Emma Benfield


“The internet is an electronic, global, and interactive medium, and each of these properties has consequences for the kind of language found there.” (p.26 Crystal)

Is the existence of a homogenous “netspeak” a myth? If we compare the language used in different chat rooms, we will be able to explore this question and argue as to whether it deserves its own terminology, or whether it belongs to written or spoken speech.

Traditionally we have different ways of communicating different subjects and for the suitable situation or person. In all cases we are restricted by whatever medium we try and use, and linguistic capacity of that medium. An electronic medium allows a lot of linguistic activity however the medium found in chat rooms is a lot closer to the language found in speech rather than that found in written language.

Due to its speedy evolution people are very passionate about the internet and they have great expectations about what it should be capable of doing. I would argue that “Netspeak” is written speech when it occurs in Chat rooms. Naturally when language is used in websites and some blogs it may look more like written language, because it will have been revised and less spontaneous. It is perhaps ironic that I am using a blog to write about Netspeak when I am using many elements unique to netspeak in this assignment itself.

The reason “netspeak” differs from other styles are the styles within it, if it is the language people are speaking, it begs the question: which people? Every one has their own particular way of speaking and this would relate to how they would write things down in a chat room. Whilst some may not mind about spelling mistakes some may correct themselves as they are typing or quickly check it before they post their replies, as the receiver does not see the messages immediately there is still an element of a delay whilst the people are writing because even the fastest typer could not type as quickly as someone would talk.

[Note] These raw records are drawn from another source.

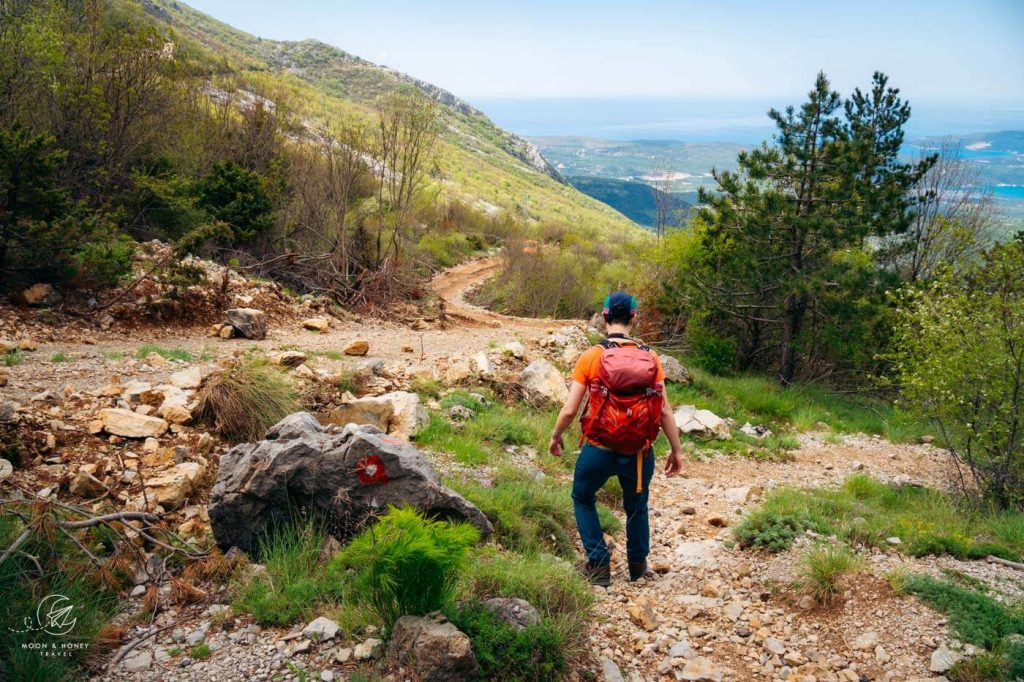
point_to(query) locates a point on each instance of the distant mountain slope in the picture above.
(634, 200)
(488, 166)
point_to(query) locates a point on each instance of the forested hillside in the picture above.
(125, 121)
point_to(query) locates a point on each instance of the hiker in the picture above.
(624, 384)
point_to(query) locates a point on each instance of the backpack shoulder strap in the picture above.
(612, 342)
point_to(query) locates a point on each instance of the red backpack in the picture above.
(624, 407)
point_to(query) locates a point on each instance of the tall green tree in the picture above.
(776, 227)
(32, 203)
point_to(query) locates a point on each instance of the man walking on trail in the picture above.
(624, 384)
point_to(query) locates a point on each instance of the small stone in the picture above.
(84, 484)
(322, 325)
(40, 295)
(866, 641)
(371, 648)
(700, 670)
(642, 614)
(249, 323)
(137, 663)
(942, 659)
(717, 520)
(321, 629)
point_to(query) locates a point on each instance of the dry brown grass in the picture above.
(243, 401)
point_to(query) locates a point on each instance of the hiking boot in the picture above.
(597, 573)
(639, 569)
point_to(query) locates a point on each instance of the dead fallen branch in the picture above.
(1006, 562)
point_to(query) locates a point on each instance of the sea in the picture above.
(718, 120)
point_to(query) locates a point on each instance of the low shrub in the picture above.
(530, 515)
(295, 580)
(867, 511)
(406, 564)
(509, 654)
(975, 616)
(551, 585)
(243, 401)
(821, 570)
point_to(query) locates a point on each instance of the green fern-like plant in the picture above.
(407, 564)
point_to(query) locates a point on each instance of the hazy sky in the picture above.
(535, 48)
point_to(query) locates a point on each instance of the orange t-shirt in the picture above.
(586, 367)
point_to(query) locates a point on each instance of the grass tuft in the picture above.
(822, 568)
(167, 353)
(866, 511)
(243, 401)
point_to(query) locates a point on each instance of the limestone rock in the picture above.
(674, 370)
(190, 377)
(40, 295)
(701, 670)
(370, 648)
(642, 614)
(611, 672)
(866, 642)
(435, 651)
(543, 379)
(137, 663)
(249, 323)
(398, 414)
(357, 347)
(347, 474)
(942, 659)
(515, 349)
(481, 365)
(701, 422)
(322, 325)
(128, 424)
(518, 613)
(321, 630)
(84, 484)
(170, 487)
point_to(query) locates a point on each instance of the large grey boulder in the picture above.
(249, 323)
(433, 648)
(346, 475)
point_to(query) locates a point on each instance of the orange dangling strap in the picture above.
(640, 472)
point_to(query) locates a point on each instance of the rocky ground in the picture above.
(101, 423)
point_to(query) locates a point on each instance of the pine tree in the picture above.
(824, 184)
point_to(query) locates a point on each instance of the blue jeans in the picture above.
(594, 467)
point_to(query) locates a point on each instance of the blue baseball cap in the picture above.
(620, 302)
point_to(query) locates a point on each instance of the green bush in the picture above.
(976, 617)
(406, 564)
(509, 654)
(103, 262)
(711, 351)
(958, 364)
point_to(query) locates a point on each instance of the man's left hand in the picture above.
(674, 465)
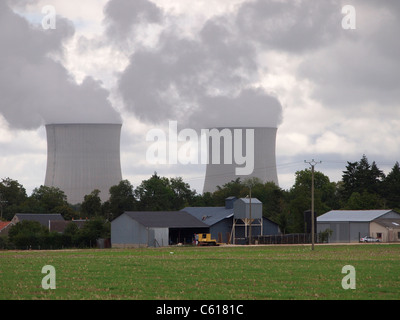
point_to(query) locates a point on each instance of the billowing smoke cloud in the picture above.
(206, 78)
(34, 88)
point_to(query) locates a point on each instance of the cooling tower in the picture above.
(83, 157)
(264, 160)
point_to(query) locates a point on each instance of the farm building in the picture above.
(154, 228)
(350, 225)
(44, 219)
(221, 219)
(5, 227)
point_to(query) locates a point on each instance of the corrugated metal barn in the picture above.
(154, 229)
(221, 219)
(350, 225)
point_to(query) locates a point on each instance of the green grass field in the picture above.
(211, 273)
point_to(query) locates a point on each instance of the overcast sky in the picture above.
(332, 91)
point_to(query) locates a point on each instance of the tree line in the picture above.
(363, 186)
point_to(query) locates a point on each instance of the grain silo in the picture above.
(83, 157)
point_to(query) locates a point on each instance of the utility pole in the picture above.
(250, 217)
(312, 163)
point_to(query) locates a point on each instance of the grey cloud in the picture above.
(293, 26)
(124, 15)
(35, 89)
(362, 66)
(197, 80)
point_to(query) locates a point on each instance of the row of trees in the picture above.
(363, 186)
(32, 235)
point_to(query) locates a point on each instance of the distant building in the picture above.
(350, 225)
(154, 229)
(43, 218)
(60, 225)
(221, 219)
(5, 227)
(82, 157)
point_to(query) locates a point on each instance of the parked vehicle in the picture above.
(369, 239)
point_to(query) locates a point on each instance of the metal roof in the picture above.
(166, 219)
(351, 215)
(209, 215)
(247, 200)
(42, 218)
(389, 223)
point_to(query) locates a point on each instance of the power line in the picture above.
(312, 163)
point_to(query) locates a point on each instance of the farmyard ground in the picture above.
(217, 273)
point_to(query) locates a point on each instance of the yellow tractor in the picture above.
(204, 239)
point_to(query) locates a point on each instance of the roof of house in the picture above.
(42, 218)
(166, 219)
(389, 223)
(4, 224)
(60, 225)
(352, 215)
(209, 215)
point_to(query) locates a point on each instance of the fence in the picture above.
(293, 238)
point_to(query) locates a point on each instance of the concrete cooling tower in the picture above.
(83, 157)
(264, 160)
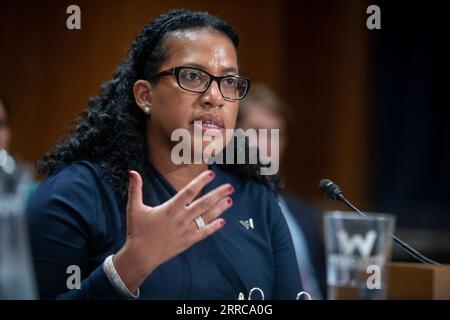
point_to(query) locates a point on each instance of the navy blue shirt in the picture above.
(75, 219)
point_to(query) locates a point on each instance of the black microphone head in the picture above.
(330, 189)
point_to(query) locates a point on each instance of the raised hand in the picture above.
(157, 234)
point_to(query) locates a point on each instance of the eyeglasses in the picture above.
(196, 80)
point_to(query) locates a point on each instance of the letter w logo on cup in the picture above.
(364, 245)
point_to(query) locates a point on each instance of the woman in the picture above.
(162, 235)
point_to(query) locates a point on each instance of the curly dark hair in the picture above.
(99, 134)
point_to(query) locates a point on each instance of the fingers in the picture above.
(192, 189)
(209, 201)
(208, 230)
(223, 205)
(134, 190)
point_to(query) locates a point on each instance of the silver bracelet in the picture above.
(116, 281)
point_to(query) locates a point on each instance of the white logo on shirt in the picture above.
(247, 224)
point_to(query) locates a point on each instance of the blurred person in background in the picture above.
(263, 109)
(11, 169)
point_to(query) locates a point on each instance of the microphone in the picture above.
(331, 190)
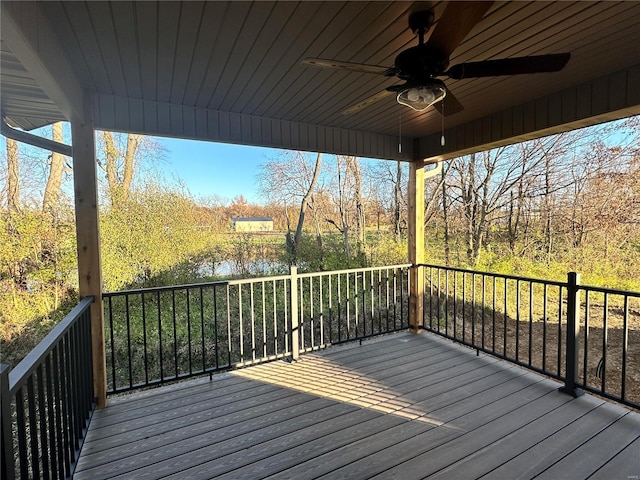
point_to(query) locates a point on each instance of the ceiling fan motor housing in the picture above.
(420, 63)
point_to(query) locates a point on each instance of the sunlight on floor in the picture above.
(325, 378)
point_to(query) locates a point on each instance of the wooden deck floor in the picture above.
(401, 406)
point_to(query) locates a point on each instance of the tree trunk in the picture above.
(54, 180)
(445, 218)
(397, 197)
(305, 203)
(13, 176)
(129, 163)
(352, 164)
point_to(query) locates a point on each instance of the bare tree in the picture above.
(119, 164)
(13, 176)
(288, 180)
(56, 170)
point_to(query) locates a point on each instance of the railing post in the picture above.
(294, 331)
(8, 462)
(573, 332)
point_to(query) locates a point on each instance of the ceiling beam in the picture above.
(28, 35)
(157, 118)
(605, 99)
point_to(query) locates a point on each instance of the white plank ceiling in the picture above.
(230, 71)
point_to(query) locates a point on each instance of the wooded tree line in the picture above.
(540, 208)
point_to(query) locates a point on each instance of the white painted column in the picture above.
(88, 238)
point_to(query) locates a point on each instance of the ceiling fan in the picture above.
(419, 66)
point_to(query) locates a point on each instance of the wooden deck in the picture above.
(400, 406)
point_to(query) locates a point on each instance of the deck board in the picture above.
(399, 406)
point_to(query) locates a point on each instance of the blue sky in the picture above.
(209, 168)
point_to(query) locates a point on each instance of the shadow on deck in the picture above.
(398, 406)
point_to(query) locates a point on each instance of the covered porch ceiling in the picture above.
(232, 72)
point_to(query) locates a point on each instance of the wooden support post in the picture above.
(88, 237)
(416, 244)
(573, 335)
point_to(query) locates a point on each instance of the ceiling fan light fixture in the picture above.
(422, 97)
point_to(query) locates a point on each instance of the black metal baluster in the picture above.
(144, 341)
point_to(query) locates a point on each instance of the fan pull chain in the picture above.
(442, 137)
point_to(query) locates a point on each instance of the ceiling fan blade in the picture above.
(510, 66)
(454, 25)
(366, 102)
(354, 67)
(449, 105)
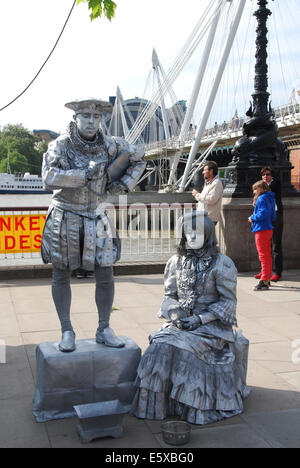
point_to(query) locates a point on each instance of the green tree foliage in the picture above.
(107, 7)
(21, 146)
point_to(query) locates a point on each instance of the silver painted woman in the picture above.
(195, 367)
(78, 232)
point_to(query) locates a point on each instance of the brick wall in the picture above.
(295, 160)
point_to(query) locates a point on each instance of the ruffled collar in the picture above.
(84, 146)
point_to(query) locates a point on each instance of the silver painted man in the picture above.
(78, 233)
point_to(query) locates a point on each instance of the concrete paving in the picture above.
(269, 319)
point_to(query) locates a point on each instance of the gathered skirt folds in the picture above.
(173, 381)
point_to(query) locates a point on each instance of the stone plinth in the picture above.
(237, 241)
(91, 374)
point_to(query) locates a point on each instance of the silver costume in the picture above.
(77, 214)
(199, 374)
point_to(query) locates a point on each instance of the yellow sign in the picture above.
(21, 233)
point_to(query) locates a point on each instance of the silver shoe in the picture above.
(67, 344)
(108, 337)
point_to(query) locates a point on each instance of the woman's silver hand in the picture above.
(190, 323)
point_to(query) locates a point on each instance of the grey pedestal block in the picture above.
(91, 374)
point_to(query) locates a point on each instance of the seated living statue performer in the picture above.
(78, 233)
(195, 367)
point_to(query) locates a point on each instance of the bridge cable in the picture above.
(37, 74)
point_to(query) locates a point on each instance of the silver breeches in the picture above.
(71, 241)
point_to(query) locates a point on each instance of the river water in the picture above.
(138, 246)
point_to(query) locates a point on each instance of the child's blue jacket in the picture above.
(264, 212)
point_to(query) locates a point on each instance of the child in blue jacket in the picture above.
(262, 225)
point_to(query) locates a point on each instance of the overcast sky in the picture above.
(92, 58)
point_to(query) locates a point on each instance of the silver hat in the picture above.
(90, 103)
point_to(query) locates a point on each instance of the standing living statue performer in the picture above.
(196, 364)
(80, 166)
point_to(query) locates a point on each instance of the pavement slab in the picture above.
(270, 320)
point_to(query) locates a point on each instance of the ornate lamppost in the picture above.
(259, 146)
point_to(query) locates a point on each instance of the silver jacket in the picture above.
(78, 232)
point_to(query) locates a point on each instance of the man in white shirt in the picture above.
(210, 199)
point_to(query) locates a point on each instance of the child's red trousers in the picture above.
(264, 249)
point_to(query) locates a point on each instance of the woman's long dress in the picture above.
(198, 375)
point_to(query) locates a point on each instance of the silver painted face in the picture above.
(88, 123)
(194, 237)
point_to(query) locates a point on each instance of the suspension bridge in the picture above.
(174, 132)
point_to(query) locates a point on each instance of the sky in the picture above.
(93, 58)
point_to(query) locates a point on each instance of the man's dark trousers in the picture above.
(277, 244)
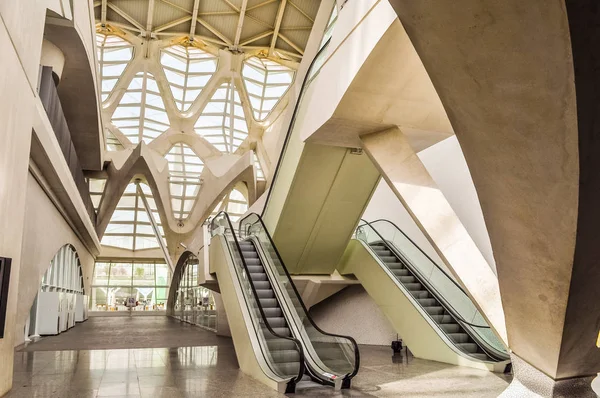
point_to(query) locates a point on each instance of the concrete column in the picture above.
(520, 86)
(400, 166)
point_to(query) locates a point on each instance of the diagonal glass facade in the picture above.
(129, 227)
(141, 114)
(223, 120)
(187, 69)
(185, 168)
(266, 82)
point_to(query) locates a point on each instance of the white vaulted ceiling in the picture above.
(281, 26)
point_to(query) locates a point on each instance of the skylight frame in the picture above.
(225, 104)
(150, 120)
(189, 56)
(138, 219)
(263, 104)
(110, 42)
(188, 176)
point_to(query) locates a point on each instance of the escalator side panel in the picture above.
(246, 344)
(418, 331)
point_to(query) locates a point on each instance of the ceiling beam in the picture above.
(257, 37)
(238, 32)
(180, 8)
(301, 12)
(214, 31)
(123, 26)
(103, 12)
(230, 4)
(171, 24)
(288, 41)
(280, 12)
(264, 3)
(194, 16)
(150, 18)
(128, 17)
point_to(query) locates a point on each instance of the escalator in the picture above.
(412, 278)
(276, 340)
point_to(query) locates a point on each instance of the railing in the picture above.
(221, 225)
(339, 354)
(446, 290)
(49, 97)
(314, 65)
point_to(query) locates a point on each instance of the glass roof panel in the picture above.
(114, 54)
(223, 121)
(260, 176)
(266, 82)
(129, 226)
(185, 168)
(188, 69)
(141, 114)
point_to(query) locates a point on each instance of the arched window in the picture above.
(185, 168)
(266, 82)
(188, 69)
(64, 273)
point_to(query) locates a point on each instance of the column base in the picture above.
(530, 382)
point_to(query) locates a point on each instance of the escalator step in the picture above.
(259, 277)
(261, 285)
(273, 312)
(401, 272)
(269, 303)
(395, 266)
(427, 302)
(471, 348)
(435, 310)
(283, 356)
(252, 261)
(288, 368)
(281, 331)
(265, 293)
(481, 356)
(414, 286)
(256, 269)
(451, 328)
(421, 294)
(441, 319)
(280, 344)
(276, 322)
(460, 338)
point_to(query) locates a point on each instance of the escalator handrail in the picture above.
(312, 322)
(491, 351)
(301, 370)
(444, 302)
(307, 79)
(419, 248)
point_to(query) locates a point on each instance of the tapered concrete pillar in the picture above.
(398, 163)
(519, 83)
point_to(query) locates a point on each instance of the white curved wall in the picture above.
(45, 232)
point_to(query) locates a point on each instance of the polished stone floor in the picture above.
(211, 370)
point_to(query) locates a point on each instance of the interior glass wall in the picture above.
(195, 304)
(115, 281)
(64, 274)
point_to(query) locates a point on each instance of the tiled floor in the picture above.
(212, 371)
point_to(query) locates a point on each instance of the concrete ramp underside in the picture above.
(415, 329)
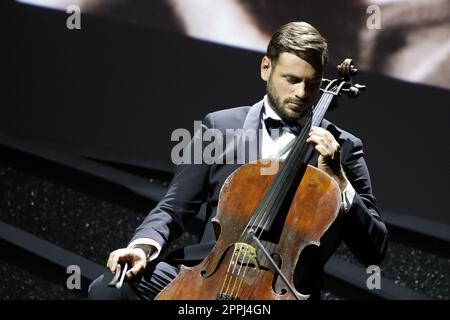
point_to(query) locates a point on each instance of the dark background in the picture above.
(114, 91)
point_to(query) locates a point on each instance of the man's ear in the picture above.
(266, 67)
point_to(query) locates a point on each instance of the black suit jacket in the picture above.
(194, 192)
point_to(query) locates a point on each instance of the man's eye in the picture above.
(291, 80)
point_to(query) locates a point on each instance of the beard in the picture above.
(283, 112)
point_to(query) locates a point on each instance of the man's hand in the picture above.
(330, 154)
(136, 258)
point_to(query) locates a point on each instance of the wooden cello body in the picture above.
(314, 208)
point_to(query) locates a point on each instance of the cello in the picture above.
(261, 232)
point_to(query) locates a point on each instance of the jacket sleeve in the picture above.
(365, 233)
(185, 194)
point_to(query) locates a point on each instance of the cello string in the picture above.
(271, 201)
(228, 272)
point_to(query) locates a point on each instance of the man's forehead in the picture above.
(291, 64)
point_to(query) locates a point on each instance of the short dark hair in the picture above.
(301, 39)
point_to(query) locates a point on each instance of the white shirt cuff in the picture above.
(347, 197)
(147, 241)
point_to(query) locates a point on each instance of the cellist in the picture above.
(292, 69)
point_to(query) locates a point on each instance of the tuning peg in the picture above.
(351, 92)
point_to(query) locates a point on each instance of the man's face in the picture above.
(292, 85)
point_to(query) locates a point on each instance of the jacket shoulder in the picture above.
(232, 118)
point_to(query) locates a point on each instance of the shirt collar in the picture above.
(268, 110)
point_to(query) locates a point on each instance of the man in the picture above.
(292, 68)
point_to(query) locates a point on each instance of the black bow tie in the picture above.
(293, 126)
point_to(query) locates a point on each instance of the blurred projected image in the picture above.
(409, 40)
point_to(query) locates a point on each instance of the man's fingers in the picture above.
(136, 270)
(322, 150)
(112, 261)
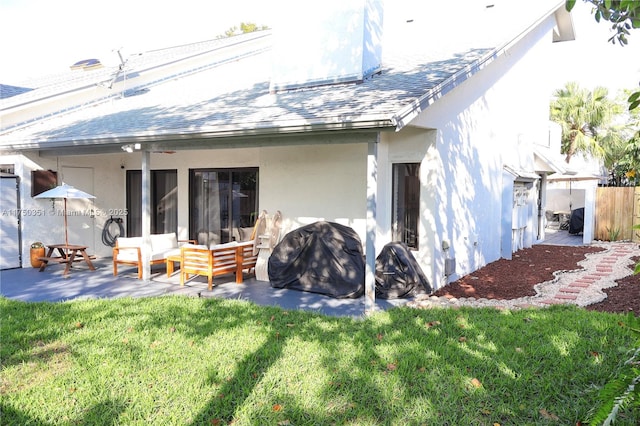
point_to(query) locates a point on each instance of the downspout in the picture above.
(372, 227)
(146, 215)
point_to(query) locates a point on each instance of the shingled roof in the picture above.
(230, 96)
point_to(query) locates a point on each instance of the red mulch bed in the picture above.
(511, 279)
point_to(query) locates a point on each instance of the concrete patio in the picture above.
(30, 285)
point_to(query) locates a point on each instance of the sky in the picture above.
(41, 37)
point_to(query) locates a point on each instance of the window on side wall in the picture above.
(406, 203)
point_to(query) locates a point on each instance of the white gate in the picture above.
(10, 223)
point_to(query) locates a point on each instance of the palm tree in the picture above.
(582, 114)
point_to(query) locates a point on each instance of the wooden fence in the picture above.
(617, 211)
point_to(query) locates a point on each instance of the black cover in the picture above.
(576, 221)
(322, 257)
(398, 274)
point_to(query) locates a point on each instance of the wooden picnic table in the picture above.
(67, 254)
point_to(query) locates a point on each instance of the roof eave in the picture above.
(411, 111)
(220, 136)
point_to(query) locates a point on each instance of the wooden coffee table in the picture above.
(171, 263)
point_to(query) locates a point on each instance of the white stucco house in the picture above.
(389, 118)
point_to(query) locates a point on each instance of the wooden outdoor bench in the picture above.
(221, 259)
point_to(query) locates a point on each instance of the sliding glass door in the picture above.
(222, 202)
(164, 202)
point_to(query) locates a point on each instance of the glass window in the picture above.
(223, 204)
(406, 203)
(164, 202)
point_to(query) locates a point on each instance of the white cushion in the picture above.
(162, 242)
(189, 245)
(129, 241)
(223, 245)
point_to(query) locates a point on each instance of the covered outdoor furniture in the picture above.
(398, 275)
(221, 259)
(322, 257)
(127, 250)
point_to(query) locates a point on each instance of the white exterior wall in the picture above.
(480, 126)
(306, 183)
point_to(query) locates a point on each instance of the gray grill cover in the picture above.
(323, 257)
(398, 274)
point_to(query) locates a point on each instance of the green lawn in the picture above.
(174, 360)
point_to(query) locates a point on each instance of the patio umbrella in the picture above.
(64, 192)
(570, 177)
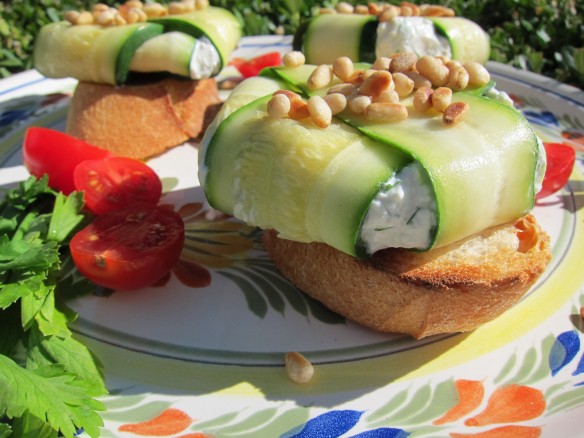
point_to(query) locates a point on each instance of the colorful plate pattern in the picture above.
(201, 354)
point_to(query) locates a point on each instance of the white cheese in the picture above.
(410, 34)
(402, 214)
(205, 61)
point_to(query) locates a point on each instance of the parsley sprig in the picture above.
(49, 381)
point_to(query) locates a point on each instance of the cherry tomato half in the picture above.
(129, 248)
(46, 151)
(560, 162)
(115, 182)
(253, 66)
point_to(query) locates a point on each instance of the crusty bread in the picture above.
(141, 121)
(446, 290)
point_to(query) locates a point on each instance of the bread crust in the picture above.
(142, 121)
(446, 290)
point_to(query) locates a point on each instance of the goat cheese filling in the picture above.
(402, 214)
(205, 61)
(410, 34)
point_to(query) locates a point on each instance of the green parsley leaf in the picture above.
(29, 426)
(74, 356)
(66, 216)
(49, 392)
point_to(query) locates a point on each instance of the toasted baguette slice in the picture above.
(446, 290)
(143, 120)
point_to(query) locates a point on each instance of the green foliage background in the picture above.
(546, 37)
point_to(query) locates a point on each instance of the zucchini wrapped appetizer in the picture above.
(355, 162)
(149, 59)
(383, 30)
(114, 46)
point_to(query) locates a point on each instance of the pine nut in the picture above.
(119, 20)
(343, 67)
(175, 8)
(376, 83)
(477, 74)
(134, 4)
(293, 59)
(85, 17)
(423, 99)
(133, 15)
(414, 8)
(356, 78)
(367, 73)
(72, 16)
(358, 104)
(278, 106)
(344, 8)
(320, 77)
(403, 85)
(374, 8)
(458, 78)
(105, 18)
(344, 88)
(454, 113)
(406, 11)
(154, 10)
(381, 63)
(201, 4)
(389, 13)
(319, 111)
(298, 368)
(433, 69)
(419, 80)
(387, 96)
(361, 9)
(98, 8)
(403, 62)
(337, 102)
(441, 98)
(386, 112)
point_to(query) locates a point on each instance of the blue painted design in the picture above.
(544, 118)
(580, 367)
(330, 424)
(14, 115)
(563, 350)
(383, 432)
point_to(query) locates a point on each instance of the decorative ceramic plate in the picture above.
(202, 354)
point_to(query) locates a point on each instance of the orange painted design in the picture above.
(170, 422)
(510, 404)
(470, 396)
(503, 432)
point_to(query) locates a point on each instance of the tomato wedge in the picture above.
(115, 182)
(129, 248)
(253, 66)
(560, 162)
(46, 151)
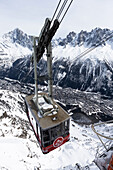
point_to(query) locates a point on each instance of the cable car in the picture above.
(104, 157)
(50, 122)
(51, 129)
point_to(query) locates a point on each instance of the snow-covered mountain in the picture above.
(18, 146)
(92, 72)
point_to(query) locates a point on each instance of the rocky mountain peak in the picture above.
(89, 39)
(19, 37)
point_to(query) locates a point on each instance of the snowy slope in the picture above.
(12, 48)
(92, 72)
(19, 148)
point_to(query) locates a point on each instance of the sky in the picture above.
(30, 15)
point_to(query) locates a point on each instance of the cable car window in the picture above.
(46, 136)
(67, 125)
(38, 131)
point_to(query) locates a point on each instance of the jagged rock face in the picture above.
(88, 73)
(89, 38)
(19, 37)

The phenomena I would also like to look at on the web is politeness routines because these are things that we learn subconsciously and use in different cultures when we are talking to people. It can often lead to misunderstandings between people of different cultures when they are speaking, because they have different routines or subconscious etiquette. Do these misunderstandings exist on the web or not, because when we are on the web we belong to a larger “online culture” rather than a racially determined one…

There are some differences between, www.deutscheinlondon.com and www.toytowngermany.com. Deutsche in London is limited to mainly London only, where the majority of England’s German community live. Toy town Germany is for the whole of Germany and you can narrow your searches in the forum by the States and then by Cities as well. For the purposes of this essay I have only looked at the Forums for North Germany because that is where I spent the majority of my own Year Abroad.

On the Deutsche in London forum I followed a positive discussion as to what people liked best about England and a more negative discussion about some one being homesick. I noticed that whilst people had not directly referred to previous conversations or previous topics because they all had one thing in common (being German living in London) they made ironic or sarcastic jokes which had you read it and not had this similar cultural background you may not have understood. It is clearly different to the written language here because in written language it would have been explained and defined. It has taken on an element of the spoken language. There is often a use of Capital letters to exaggerate some ones frustration. Finally whilst we could assume that most people using this Forum will speak English as they live in London they write mainly in German but when they use English they put it in “quotation marks” whether they are quoting some one or not… they are merely repeating a common phrase or a name for something which does not exist in German. Posts were posed often within a maximum of ten minutes of each other, meaning it is a pretty immediate conversational style with some restrictions. This is especially relevant for the more negative posts of people feeling homesick because people are offering each other comfort and they do not want to be left “on their own” as it were, and here by creating a virtual space where people with something in common are meeting to discuss common problems or things they like.

Generally on the Toy town Germany Forum there are less “personal” conversations and it is a lot more practical. Similarly to Deutsche in London Forum, people respond quickly so it is almost like a conversation however they have not included as many personal details as on the German website. It is used by more people and by all English speaking people, not exclusively those people from England and thus this could be a reason for the more practical nature of the website because they are less of an online community. There are some more conversational posts and these have plenty of emoticons used as if in apology for being too casual on a forum which is being used for mainly practical terms rather than “just chatting”. Perhaps due to this practical purpose there are less quotation marks for people using different languages, less shouting i.e. capital letters and overall it was more like written language. The one thing that makes this forum more like the spoken language is the action of turn taking.